Après s’être incliné un instant par-dessus la balustrade, il regarda avec avidité la scène qui se déroulait en bas, puis se retourna vers Buckingham, et ensuite vers le roi. Depuis qu’il était à Madrid, il avait eu le temps d’apprendre quelques mots d’espagnol, et c’est en ces termes qu’il s’adressa à notre monarque :
— Exciousez-moi, sire… J’ai ioune dette avec ce homme… À lui je dois ma vie.
Aussitôt, flegmatique et serein autant que s’il avait été dans un salon du palais de Saint-James, il ôta son chapeau, enfila ses gants et, cherchant son épée, regarda Buckingham avec un parfait sang-froid.
— Steenie, dit-il simplement. Puis, l’épée à la main, sans plus attendre, il descendit l’escalier, suivi de Buckingham qui dégainait à son tour. Abasourdi, le roi ne sut s’il devait les retenir ou continuer à regarder le spectacle. Lorsqu’il retrouva la contenance qu’il avait été sur le point de perdre, les deux Anglais étaient déjà en train de ferrailler avec les cinq hommes qui encerclaient Francisco de Quevedo et Diego Alatriste. Le combat fut de ceux qui font époque. Toute l’assistance, du parterre jusqu’à la galerie, aux loges et au paradis, éclata aussitôt en applaudissements et en cris d’enthousiasme. Le roi réagit enfin et, debout, se retourna vers ses gentilshommes, leur ordonnant de faire cesser immédiatement cette folie. Un de ses gants tomba à terre. Chez un homme dont les possessions s’étendaient aux deux mondes et qui en quarante ans de règne ne haussa jamais un sourcil en public, c’est dire à quel point il avait bien failli perdre les étriers dans une loge du théâtre du Prince.
X
LE SCEAU ET LA LETTRE
C’était l’heure de la relève.

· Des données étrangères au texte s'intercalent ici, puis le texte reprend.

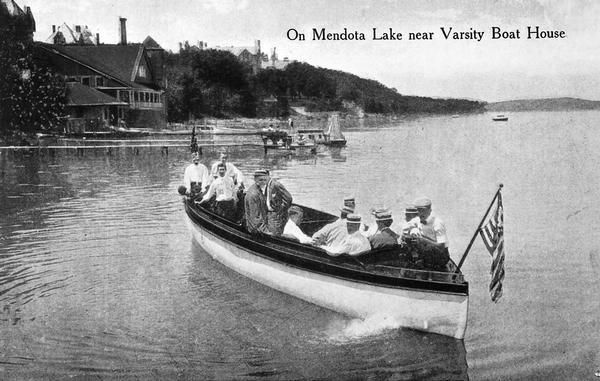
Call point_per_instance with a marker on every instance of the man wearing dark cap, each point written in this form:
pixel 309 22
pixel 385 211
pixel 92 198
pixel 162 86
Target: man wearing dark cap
pixel 195 177
pixel 332 234
pixel 354 243
pixel 255 204
pixel 385 237
pixel 278 201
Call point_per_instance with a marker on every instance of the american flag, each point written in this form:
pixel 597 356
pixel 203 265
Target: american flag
pixel 492 234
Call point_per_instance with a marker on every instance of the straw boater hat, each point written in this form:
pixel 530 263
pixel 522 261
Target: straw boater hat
pixel 347 209
pixel 410 209
pixel 353 219
pixel 422 203
pixel 383 215
pixel 349 200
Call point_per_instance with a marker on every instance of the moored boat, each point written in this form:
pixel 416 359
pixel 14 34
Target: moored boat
pixel 373 284
pixel 333 135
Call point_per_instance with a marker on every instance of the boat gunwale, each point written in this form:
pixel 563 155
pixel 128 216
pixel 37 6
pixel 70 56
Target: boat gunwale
pixel 309 258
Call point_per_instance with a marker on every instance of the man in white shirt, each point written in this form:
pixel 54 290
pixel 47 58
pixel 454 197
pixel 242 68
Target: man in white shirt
pixel 230 170
pixel 354 243
pixel 292 227
pixel 195 177
pixel 429 225
pixel 222 188
pixel 332 234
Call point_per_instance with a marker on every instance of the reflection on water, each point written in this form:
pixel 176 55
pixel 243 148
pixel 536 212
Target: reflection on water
pixel 99 277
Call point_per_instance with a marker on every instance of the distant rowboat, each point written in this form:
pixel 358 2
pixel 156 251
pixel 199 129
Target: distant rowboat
pixel 333 135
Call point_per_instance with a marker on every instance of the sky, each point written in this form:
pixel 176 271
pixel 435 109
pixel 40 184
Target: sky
pixel 489 70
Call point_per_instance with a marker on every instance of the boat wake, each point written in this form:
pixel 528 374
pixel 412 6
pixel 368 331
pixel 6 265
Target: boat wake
pixel 354 329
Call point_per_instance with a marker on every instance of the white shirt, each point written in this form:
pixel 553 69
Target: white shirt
pixel 293 230
pixel 195 173
pixel 434 228
pixel 222 187
pixel 353 244
pixel 230 171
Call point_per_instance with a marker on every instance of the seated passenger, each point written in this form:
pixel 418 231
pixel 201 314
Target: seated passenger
pixel 332 234
pixel 222 188
pixel 354 243
pixel 429 225
pixel 428 240
pixel 411 219
pixel 292 227
pixel 384 237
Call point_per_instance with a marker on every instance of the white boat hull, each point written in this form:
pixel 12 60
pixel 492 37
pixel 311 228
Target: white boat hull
pixel 430 311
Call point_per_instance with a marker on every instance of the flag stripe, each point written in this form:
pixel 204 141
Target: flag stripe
pixel 492 234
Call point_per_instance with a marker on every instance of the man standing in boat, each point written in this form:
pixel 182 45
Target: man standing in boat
pixel 279 201
pixel 230 170
pixel 222 188
pixel 195 177
pixel 255 204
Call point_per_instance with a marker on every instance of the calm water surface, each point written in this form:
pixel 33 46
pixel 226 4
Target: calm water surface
pixel 99 276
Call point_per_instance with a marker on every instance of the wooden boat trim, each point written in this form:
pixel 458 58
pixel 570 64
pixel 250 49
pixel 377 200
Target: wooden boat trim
pixel 299 256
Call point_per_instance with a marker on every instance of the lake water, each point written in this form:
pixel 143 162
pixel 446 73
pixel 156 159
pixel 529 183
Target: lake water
pixel 100 277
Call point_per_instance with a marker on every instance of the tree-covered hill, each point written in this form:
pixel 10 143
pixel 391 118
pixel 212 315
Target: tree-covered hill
pixel 215 83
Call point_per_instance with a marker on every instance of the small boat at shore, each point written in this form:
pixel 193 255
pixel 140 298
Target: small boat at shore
pixel 333 135
pixel 376 283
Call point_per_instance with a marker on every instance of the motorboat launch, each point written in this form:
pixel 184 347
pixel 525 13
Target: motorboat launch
pixel 377 283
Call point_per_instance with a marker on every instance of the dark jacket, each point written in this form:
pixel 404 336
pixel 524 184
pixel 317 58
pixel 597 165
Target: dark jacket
pixel 280 201
pixel 384 238
pixel 256 211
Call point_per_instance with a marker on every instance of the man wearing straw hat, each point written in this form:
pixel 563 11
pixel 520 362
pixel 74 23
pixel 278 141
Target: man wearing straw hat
pixel 195 177
pixel 385 237
pixel 334 233
pixel 354 243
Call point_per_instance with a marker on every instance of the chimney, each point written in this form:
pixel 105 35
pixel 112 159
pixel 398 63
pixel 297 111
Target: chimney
pixel 257 46
pixel 123 30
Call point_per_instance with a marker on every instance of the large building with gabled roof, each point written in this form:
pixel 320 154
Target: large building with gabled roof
pixel 130 77
pixel 16 19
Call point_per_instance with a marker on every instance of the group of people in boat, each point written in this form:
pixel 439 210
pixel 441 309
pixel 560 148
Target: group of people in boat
pixel 266 208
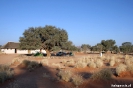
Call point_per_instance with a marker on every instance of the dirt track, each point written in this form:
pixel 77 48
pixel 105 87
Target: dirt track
pixel 7 58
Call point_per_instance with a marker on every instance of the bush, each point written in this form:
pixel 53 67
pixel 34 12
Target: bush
pixel 99 63
pixel 104 74
pixel 30 64
pixel 120 68
pixel 65 75
pixel 5 73
pixel 44 62
pixel 77 80
pixel 80 65
pixel 130 67
pixel 127 62
pixel 34 64
pixel 92 65
pixel 112 63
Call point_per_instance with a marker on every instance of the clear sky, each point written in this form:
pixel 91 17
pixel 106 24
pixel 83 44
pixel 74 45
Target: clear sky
pixel 86 21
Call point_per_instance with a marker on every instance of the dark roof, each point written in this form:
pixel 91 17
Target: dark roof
pixel 10 45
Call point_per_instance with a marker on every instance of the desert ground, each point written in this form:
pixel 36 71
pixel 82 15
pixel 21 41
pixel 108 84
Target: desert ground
pixel 48 74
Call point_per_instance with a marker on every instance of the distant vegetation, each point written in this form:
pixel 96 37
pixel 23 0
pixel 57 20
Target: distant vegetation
pixel 52 38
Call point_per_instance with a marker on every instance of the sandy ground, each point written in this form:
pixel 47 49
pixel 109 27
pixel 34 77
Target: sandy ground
pixel 7 58
pixel 25 79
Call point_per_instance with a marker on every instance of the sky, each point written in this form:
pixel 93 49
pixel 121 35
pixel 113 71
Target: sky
pixel 86 21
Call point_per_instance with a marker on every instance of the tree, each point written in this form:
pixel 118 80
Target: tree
pixel 126 47
pixel 85 47
pixel 43 38
pixel 115 49
pixel 108 44
pixel 99 47
pixel 93 48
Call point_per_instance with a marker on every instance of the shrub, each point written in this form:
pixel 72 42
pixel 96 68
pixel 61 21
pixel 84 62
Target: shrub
pixel 127 62
pixel 77 80
pixel 104 74
pixel 44 62
pixel 130 67
pixel 65 75
pixel 120 68
pixel 117 60
pixel 92 64
pixel 80 65
pixel 5 73
pixel 32 65
pixel 99 63
pixel 112 63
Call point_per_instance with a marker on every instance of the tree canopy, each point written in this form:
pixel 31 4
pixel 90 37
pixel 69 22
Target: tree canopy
pixel 126 47
pixel 108 44
pixel 85 47
pixel 44 38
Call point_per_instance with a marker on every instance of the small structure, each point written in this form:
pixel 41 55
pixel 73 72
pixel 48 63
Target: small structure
pixel 13 48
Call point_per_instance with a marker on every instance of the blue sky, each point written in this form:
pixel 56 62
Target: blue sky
pixel 86 21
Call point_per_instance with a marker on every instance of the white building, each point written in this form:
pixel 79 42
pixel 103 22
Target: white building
pixel 12 48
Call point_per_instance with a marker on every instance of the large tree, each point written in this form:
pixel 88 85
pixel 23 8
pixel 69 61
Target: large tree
pixel 85 47
pixel 43 38
pixel 99 47
pixel 108 44
pixel 126 47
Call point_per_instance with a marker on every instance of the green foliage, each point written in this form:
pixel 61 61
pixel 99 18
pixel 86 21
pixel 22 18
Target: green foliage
pixel 104 74
pixel 80 65
pixel 5 73
pixel 108 44
pixel 31 65
pixel 85 47
pixel 93 48
pixel 120 68
pixel 43 38
pixel 126 47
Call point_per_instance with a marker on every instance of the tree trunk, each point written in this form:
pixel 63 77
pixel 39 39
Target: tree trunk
pixel 40 50
pixel 48 53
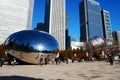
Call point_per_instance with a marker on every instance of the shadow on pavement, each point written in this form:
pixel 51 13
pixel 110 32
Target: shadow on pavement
pixel 18 78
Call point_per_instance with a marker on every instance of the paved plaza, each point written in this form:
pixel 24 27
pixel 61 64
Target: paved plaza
pixel 98 70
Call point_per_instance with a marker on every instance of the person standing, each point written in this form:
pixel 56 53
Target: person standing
pixel 111 60
pixel 45 61
pixel 41 61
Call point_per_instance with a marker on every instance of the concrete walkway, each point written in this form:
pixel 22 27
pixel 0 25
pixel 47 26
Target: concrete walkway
pixel 73 71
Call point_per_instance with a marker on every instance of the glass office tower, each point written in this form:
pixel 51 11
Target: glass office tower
pixel 90 20
pixel 15 15
pixel 55 20
pixel 107 29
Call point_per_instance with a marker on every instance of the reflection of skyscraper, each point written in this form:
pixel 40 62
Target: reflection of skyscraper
pixel 90 19
pixel 55 20
pixel 15 15
pixel 107 30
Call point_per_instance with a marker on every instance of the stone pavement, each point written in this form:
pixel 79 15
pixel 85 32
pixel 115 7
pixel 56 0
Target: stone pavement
pixel 98 70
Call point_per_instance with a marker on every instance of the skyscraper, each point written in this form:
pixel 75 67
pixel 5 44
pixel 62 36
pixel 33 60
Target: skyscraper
pixel 90 20
pixel 107 29
pixel 55 20
pixel 116 37
pixel 15 15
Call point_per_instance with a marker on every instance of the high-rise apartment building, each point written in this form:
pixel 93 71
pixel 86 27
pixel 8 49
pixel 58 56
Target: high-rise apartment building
pixel 116 37
pixel 106 22
pixel 15 15
pixel 90 20
pixel 55 20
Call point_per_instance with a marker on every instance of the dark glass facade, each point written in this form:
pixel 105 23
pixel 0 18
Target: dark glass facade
pixel 106 22
pixel 90 19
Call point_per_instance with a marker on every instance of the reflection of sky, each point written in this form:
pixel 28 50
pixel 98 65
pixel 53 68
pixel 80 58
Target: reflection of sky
pixel 34 39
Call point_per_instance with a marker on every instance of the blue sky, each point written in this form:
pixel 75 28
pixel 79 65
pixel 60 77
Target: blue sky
pixel 72 8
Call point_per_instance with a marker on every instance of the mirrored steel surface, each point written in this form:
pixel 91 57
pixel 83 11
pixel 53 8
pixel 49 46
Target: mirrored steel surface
pixel 30 45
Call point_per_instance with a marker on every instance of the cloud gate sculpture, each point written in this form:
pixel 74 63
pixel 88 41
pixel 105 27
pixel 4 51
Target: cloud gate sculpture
pixel 30 46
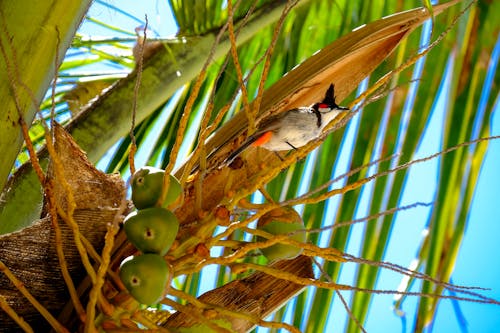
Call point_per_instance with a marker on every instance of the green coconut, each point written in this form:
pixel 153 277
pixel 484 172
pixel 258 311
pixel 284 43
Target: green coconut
pixel 152 230
pixel 145 277
pixel 147 183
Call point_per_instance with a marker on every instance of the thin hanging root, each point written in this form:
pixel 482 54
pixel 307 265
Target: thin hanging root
pixel 95 292
pixel 12 313
pixel 229 313
pixel 237 65
pixel 195 313
pixel 14 80
pixel 185 117
pixel 385 79
pixel 133 144
pixel 334 286
pixel 40 308
pixel 75 299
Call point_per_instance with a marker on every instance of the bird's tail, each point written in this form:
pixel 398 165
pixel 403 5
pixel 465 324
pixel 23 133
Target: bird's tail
pixel 330 98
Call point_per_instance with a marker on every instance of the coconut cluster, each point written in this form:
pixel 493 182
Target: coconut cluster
pixel 152 230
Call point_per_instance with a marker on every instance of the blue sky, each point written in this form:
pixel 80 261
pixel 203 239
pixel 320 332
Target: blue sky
pixel 476 265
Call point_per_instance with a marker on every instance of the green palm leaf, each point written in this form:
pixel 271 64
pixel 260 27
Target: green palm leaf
pixel 395 124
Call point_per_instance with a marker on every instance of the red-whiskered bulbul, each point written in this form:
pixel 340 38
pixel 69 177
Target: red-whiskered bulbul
pixel 293 128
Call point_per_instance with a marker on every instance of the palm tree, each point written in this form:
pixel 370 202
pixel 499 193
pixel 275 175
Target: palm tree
pixel 183 99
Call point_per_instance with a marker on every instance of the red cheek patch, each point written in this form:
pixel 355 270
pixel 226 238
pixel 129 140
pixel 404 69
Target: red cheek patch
pixel 263 139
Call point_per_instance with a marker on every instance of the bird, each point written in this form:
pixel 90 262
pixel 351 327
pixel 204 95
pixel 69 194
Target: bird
pixel 294 128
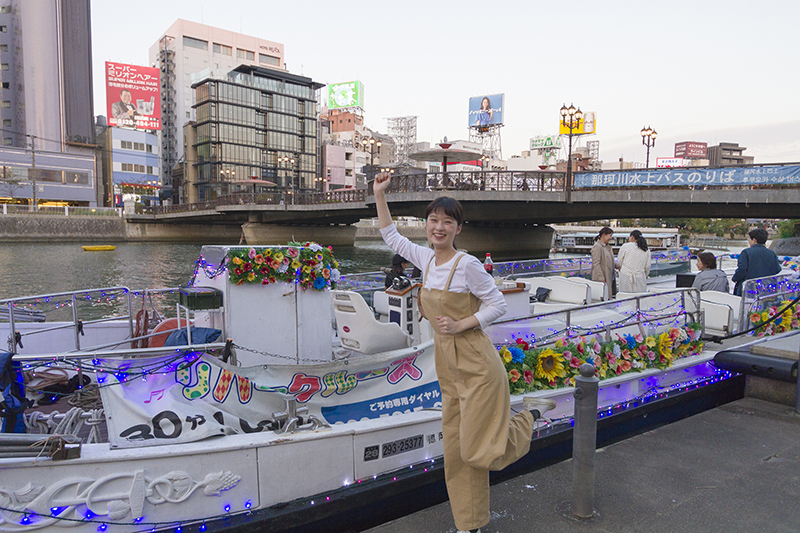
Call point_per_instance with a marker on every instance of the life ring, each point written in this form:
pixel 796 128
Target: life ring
pixel 167 326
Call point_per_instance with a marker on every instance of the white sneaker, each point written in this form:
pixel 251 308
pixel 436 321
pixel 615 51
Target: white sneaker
pixel 538 406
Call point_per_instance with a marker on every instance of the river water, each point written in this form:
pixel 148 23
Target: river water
pixel 28 269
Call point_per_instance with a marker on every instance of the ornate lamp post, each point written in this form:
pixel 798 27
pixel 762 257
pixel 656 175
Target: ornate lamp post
pixel 648 139
pixel 571 119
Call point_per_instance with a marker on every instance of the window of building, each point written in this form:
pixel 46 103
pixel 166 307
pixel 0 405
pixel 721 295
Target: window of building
pixel 191 42
pixel 223 49
pixel 268 60
pixel 245 54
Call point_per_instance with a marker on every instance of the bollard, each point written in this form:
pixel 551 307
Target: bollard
pixel 584 442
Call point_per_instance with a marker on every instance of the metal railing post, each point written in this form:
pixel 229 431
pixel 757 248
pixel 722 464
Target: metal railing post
pixel 584 442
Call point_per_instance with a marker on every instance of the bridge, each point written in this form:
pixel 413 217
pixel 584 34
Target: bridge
pixel 513 201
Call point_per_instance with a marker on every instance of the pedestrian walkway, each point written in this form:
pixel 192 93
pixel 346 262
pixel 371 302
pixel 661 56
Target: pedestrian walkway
pixel 735 468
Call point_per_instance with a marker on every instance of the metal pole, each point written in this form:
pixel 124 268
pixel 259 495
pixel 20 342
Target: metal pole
pixel 584 442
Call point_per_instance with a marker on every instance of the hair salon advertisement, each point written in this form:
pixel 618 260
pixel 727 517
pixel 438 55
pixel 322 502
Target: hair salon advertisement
pixel 133 98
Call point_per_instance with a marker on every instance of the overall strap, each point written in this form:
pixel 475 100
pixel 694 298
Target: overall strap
pixel 452 271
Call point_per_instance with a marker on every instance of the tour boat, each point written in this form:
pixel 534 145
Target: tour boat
pixel 267 392
pixel 98 248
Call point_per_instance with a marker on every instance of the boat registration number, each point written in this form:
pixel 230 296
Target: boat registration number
pixel 401 446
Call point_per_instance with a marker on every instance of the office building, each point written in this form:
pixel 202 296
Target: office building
pixel 186 52
pixel 46 103
pixel 255 123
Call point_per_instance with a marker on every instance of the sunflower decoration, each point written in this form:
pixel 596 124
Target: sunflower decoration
pixel 549 366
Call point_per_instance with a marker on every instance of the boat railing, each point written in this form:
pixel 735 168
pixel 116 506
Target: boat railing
pixel 647 315
pixel 80 317
pixel 761 293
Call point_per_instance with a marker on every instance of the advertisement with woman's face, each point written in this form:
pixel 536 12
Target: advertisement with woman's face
pixel 486 110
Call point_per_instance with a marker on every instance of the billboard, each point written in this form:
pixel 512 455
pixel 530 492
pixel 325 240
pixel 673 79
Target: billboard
pixel 486 110
pixel 348 94
pixel 587 125
pixel 546 143
pixel 691 150
pixel 669 162
pixel 133 98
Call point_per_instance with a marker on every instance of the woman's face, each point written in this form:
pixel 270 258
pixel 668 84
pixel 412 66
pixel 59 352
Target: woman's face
pixel 441 229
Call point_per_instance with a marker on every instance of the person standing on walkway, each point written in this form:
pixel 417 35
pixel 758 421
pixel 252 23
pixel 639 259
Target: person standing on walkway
pixel 633 262
pixel 603 260
pixel 709 277
pixel 758 261
pixel 479 432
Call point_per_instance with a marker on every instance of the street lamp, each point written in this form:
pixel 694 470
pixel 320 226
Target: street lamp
pixel 570 118
pixel 648 139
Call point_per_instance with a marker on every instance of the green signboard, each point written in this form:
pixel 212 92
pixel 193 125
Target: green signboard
pixel 348 94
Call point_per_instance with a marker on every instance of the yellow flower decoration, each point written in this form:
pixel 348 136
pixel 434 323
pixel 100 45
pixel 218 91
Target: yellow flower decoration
pixel 549 366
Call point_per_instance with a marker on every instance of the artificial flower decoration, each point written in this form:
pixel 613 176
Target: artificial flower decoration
pixel 558 364
pixel 309 265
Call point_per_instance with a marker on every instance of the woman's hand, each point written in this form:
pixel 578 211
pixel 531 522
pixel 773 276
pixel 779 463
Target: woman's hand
pixel 382 182
pixel 448 326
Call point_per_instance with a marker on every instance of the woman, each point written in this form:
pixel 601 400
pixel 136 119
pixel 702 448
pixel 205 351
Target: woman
pixel 603 260
pixel 485 113
pixel 709 278
pixel 633 262
pixel 479 434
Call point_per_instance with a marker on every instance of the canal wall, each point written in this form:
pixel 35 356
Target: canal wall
pixel 45 228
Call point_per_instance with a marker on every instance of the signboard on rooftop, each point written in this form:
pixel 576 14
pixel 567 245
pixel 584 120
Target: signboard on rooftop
pixel 486 110
pixel 588 125
pixel 133 96
pixel 347 94
pixel 546 143
pixel 691 150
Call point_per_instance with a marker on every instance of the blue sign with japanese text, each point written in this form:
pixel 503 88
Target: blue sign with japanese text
pixel 682 177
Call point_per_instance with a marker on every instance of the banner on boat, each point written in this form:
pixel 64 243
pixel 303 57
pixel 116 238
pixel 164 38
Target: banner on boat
pixel 187 398
pixel 682 177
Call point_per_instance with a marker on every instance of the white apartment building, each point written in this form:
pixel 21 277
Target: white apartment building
pixel 187 52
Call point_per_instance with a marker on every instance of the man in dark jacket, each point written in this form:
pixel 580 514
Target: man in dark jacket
pixel 758 261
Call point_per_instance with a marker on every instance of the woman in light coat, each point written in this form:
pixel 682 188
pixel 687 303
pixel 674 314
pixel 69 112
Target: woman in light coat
pixel 633 262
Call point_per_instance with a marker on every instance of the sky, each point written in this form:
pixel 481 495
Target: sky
pixel 703 70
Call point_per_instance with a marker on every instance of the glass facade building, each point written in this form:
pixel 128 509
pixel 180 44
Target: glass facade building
pixel 257 123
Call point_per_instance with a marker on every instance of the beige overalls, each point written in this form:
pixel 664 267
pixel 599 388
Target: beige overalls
pixel 474 382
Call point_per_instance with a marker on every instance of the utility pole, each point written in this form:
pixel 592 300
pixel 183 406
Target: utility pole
pixel 33 172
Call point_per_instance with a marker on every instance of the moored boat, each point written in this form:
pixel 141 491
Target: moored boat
pixel 202 430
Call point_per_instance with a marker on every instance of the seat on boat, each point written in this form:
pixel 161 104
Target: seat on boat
pixel 563 294
pixel 597 289
pixel 358 329
pixel 721 312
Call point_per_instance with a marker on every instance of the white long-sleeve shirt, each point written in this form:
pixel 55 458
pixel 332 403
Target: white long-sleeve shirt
pixel 470 276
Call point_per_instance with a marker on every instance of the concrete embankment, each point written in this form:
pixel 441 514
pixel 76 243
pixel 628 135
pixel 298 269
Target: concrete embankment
pixel 44 228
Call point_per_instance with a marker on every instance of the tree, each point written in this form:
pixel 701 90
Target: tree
pixel 10 181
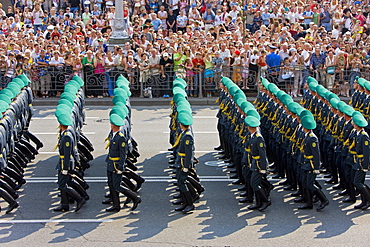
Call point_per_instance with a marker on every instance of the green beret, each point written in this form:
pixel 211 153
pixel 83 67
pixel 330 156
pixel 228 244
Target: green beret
pixel 279 94
pixel 66 102
pixel 3 106
pixel 65 119
pixel 7 92
pixel 305 113
pixel 25 79
pixel 178 97
pixel 311 80
pixel 292 107
pixel 313 86
pixel 185 118
pixel 334 103
pixel 359 119
pixel 233 90
pixel 273 88
pixel 119 111
pixel 19 81
pixel 116 120
pixel 367 85
pixel 252 121
pixel 360 81
pixel 298 110
pixel 348 110
pixel 79 80
pixel 69 96
pixel 118 98
pixel 253 113
pixel 246 104
pixel 6 98
pixel 308 122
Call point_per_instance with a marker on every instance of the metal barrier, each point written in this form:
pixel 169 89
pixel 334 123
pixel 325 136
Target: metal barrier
pixel 151 82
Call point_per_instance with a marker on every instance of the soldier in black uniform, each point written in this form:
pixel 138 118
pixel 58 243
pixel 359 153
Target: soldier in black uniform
pixel 118 145
pixel 66 164
pixel 185 158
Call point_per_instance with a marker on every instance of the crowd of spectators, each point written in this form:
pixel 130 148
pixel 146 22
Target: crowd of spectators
pixel 199 40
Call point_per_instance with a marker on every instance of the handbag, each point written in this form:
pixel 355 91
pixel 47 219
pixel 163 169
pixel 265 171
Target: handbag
pixel 330 70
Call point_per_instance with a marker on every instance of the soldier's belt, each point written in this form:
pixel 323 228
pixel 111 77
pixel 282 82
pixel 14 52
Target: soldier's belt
pixel 114 158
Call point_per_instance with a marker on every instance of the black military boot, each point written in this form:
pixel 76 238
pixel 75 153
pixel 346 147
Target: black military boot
pixel 258 202
pixel 324 201
pixel 64 207
pixel 264 199
pixel 116 204
pixel 366 192
pixel 190 206
pixel 308 199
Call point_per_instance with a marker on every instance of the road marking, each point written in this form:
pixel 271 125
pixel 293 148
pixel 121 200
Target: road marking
pixel 56 133
pixel 197 132
pixel 54 118
pixel 55 221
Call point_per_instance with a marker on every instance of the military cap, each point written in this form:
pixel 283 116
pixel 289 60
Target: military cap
pixel 6 98
pixel 305 113
pixel 313 86
pixel 252 121
pixel 292 107
pixel 273 88
pixel 308 122
pixel 65 119
pixel 66 102
pixel 3 106
pixel 116 120
pixel 118 98
pixel 119 111
pixel 7 92
pixel 178 97
pixel 253 113
pixel 367 85
pixel 346 109
pixel 246 104
pixel 69 96
pixel 359 119
pixel 185 118
pixel 79 80
pixel 334 103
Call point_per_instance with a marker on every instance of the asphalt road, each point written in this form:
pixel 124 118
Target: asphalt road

Par la fenêtre qui donnait sur l’une des grandes cours de l’Alcázar, Diego Alatriste pouvait entendre les cris des gardes espagnols, bourguignons et allemands. Un seul tapis recouvrait le plancher, sous une énorme table de bois foncé, jonchée de papiers, de dossiers et de livres, aussi massive que l’homme qui se trouvait derrière elle et qui lisait des lettres et des dépêches avec méthode, l’une après l’autre, les annotant de temps à autre avec une plume d’oie qu’il trempait dans un encrier en faïence de Talavera. Il écrivait vite, comme si les idées coulaient toutes seules sur le papier, avec autant de facilité que l’encre. Il travaillait ainsi depuis longtemps, sans relever la tête, pas même lorsque le lieutenant d’alguazils Martin Saldana, accompagné d’un sergent et de deux soldats de la garde royale, avait conduit devant lui Diego Alatriste par des corridors secrets, puis s’était retiré. Imperturbable, il continuait sa tâche et le capitaine eut tout loisir de bien l’examiner. Corpulent, une grosse tête, le visage rubicond, les cheveux noirs et drus qui lui retombaient sur les oreilles, une barbe noire et fournie, d’énormes moustaches retroussées en pointe sur les joues. Il était vêtu d’un habit de soie bleu foncé, rehaussé de galons noirs, de souliers et de bas noirs eux aussi. Seule la croix rouge de l’ordre de Calatrava, une collerette blanche et une fine chaîne d’or faisaient contraste avec son habillement très sobre.
Gaspar de Guzmán, troisième comte d’Olivares, n’allait être élevé au rang de duc que deux ans plus tard, mais il y en avait déjà deux qu’il avait la faveur du roi. Grand d’Espagne, son pouvoir, à l’âge de trente-cinq ans, était immense. Le jeune monarque, porté aux fêtes et à la chasse plus qu’aux affaires du gouvernement, était un instrument aveugle entre ses mains, et ceux qui auraient pu lui porter ombrage s’étaient soumis ou étaient morts. Ses anciens protecteurs, le duc d’Uceda et le père Luis d’Aliaga, favoris du roi précédent, étaient en exil. Le duc d’Osuna était tombé en disgrâce et avait vu ses biens confisqués. Le duc de Lerma avait échappé à l’échafaud grâce à son chapeau de cardinal – « vêtu de pourpre pour ne pas être pendu », récitait-on à l’époque –, et Rodrigo Calderón, l’un des piliers du régime antérieur, avait été exécuté sur la place publique. Personne ne gênait plus cet homme intelligent, cultivé, patriote et ambitieux dans sa volonté de tenir dans sa poigne les principaux ressorts de l’empire le plus vaste qui existât alors sur terre.